# Learning notebook 1 - Train and serialize

In [5]:
import json
import pandas as pd
import pickle
from sklearn.impute import SimpleImputer
from sklearn.linear_model import LogisticRegression
from sklearn.pipeline import make_pipeline
from sklearn.preprocessing import OneHotEncoder
from sklearn.compose import ColumnTransformer

In this learning unit you will learn how to preserve your model so that the value it generates can be used in a separate process or program than the one in which it was fitted. There are a few different ways to do this but for this specialization we will be using the following tools:

1. [pickle](https://docs.python.org/3/library/pickle.html) from the Python core
1. [pipelines](https://scikit-learn.org/stable/modules/compose.html#pipelines-and-composite-estimators) from scikit

This will be our journey:

1. **Train**: We are going to first train a model on the classic titanic dataset. We will use this one because it has categorical and numeric features and missing values in both types.

2. **Serialize**: Once the model has been trained as part of a pipeline, we will [serialize](https://en.wikipedia.org/wiki/Serialization) it, i.e. preserve it for later, using the [pickle](https://docs.python.org/3/library/pickle.html) package that is found in Python's core.

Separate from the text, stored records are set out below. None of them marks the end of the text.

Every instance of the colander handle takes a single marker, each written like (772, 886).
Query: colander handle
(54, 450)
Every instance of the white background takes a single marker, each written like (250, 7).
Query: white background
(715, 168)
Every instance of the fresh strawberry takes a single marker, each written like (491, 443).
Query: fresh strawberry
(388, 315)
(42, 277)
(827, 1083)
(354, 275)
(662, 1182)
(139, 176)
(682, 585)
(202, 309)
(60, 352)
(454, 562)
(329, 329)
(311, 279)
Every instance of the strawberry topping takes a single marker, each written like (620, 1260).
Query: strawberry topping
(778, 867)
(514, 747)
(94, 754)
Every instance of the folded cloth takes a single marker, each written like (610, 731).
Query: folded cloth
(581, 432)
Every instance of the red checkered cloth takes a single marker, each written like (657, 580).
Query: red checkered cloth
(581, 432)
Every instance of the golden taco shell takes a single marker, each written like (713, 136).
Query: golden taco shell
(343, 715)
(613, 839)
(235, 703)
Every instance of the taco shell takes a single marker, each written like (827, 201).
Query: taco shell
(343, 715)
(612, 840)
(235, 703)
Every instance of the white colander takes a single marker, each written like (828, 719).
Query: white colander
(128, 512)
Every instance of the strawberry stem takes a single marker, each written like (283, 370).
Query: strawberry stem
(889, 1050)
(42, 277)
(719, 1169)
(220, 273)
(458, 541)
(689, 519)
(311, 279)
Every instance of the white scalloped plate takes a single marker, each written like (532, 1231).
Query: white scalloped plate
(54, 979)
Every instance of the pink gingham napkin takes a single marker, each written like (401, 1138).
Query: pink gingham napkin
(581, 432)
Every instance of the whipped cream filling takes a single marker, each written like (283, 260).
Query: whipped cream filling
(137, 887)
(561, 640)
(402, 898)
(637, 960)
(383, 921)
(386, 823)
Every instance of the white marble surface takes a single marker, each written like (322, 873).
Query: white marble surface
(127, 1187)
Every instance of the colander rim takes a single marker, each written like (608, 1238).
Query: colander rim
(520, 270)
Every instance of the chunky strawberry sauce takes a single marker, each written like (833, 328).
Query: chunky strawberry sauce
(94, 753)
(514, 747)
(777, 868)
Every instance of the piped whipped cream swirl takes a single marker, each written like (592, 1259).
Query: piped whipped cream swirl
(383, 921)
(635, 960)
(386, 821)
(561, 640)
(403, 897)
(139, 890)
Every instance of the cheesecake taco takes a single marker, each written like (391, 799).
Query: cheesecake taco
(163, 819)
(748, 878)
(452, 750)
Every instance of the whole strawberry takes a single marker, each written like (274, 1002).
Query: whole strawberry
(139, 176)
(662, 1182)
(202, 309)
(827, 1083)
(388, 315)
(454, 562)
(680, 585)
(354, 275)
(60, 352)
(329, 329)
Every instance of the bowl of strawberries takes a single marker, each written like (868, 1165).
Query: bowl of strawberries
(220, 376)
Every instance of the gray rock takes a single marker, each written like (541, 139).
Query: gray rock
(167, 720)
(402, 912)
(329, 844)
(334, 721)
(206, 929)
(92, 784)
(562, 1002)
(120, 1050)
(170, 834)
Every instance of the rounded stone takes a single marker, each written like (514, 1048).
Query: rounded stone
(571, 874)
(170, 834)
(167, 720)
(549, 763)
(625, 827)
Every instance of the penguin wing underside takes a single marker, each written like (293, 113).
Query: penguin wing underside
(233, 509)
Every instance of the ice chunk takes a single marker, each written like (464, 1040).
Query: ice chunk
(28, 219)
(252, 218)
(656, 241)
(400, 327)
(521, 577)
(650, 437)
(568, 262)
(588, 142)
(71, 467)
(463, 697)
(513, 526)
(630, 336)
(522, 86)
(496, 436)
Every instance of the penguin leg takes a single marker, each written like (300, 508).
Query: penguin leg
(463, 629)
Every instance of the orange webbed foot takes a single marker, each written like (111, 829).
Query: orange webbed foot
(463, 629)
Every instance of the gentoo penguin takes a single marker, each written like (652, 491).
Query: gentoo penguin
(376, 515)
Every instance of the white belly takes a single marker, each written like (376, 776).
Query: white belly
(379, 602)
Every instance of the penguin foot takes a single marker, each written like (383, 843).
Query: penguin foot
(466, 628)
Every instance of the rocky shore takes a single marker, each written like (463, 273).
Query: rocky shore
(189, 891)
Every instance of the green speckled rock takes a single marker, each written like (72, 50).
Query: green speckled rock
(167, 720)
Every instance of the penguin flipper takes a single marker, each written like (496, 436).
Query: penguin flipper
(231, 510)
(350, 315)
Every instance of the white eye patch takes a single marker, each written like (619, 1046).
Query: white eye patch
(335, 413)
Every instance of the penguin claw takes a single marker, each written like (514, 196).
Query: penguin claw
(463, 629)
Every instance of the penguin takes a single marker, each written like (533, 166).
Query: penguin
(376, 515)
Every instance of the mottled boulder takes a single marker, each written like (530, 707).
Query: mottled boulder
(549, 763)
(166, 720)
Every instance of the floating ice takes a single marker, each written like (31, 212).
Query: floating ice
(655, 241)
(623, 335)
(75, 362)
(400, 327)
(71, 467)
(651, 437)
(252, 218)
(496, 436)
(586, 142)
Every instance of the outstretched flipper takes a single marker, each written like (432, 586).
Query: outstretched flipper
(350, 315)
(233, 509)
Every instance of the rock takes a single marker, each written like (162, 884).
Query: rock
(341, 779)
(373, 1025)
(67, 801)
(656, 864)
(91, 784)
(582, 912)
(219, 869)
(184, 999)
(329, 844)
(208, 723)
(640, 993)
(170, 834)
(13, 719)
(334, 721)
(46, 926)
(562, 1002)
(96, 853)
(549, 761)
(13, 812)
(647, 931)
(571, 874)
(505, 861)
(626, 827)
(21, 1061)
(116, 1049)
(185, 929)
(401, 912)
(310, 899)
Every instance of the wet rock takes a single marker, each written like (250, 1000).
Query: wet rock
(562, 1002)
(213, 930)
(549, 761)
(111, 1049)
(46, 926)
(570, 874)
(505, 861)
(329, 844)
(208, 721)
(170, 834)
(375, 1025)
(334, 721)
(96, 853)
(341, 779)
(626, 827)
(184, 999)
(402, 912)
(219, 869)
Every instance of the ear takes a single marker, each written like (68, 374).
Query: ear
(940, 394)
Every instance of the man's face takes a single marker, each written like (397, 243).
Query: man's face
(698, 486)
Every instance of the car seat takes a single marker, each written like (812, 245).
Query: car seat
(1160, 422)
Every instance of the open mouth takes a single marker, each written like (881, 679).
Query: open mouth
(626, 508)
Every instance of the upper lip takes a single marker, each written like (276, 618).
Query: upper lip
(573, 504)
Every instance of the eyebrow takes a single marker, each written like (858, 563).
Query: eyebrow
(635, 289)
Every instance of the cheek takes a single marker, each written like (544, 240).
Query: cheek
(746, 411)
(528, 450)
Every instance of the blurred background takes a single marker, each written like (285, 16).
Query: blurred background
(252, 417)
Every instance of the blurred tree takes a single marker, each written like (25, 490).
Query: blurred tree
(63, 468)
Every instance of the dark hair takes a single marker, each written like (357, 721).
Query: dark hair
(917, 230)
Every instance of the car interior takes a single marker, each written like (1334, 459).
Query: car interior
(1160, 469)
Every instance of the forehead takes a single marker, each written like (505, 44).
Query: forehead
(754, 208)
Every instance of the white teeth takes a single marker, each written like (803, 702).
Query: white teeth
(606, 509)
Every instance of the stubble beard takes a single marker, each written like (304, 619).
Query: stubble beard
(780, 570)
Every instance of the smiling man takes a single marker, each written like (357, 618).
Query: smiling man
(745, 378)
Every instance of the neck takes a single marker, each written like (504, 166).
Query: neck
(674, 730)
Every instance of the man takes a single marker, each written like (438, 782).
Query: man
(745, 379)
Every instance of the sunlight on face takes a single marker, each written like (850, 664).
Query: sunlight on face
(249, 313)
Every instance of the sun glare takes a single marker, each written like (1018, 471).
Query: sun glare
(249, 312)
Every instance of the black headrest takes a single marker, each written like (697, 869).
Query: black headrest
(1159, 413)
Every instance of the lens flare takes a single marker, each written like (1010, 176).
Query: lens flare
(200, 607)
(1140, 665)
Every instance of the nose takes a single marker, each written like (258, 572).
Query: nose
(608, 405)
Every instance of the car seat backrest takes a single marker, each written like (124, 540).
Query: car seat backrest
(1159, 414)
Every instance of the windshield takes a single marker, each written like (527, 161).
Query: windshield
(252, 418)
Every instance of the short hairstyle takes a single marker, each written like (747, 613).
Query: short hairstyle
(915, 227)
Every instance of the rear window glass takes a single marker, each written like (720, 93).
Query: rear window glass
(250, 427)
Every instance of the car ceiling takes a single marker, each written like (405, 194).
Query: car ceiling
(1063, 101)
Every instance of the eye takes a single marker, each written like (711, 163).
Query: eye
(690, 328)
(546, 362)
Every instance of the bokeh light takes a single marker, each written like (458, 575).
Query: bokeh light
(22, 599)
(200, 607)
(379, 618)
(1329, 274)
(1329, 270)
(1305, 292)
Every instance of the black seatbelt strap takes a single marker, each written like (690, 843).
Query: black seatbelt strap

3. **Predict on new data**: After we are confident that we can retrieve the pickled model from the disk, we will show how to prepare a brand new observation for prediction with the model.

# 1. Train your model

Let's get started! We're not going to spend much time preparing the data set or working on the model performance because it's not the focus of this learning unit. So let's power through the first few steps!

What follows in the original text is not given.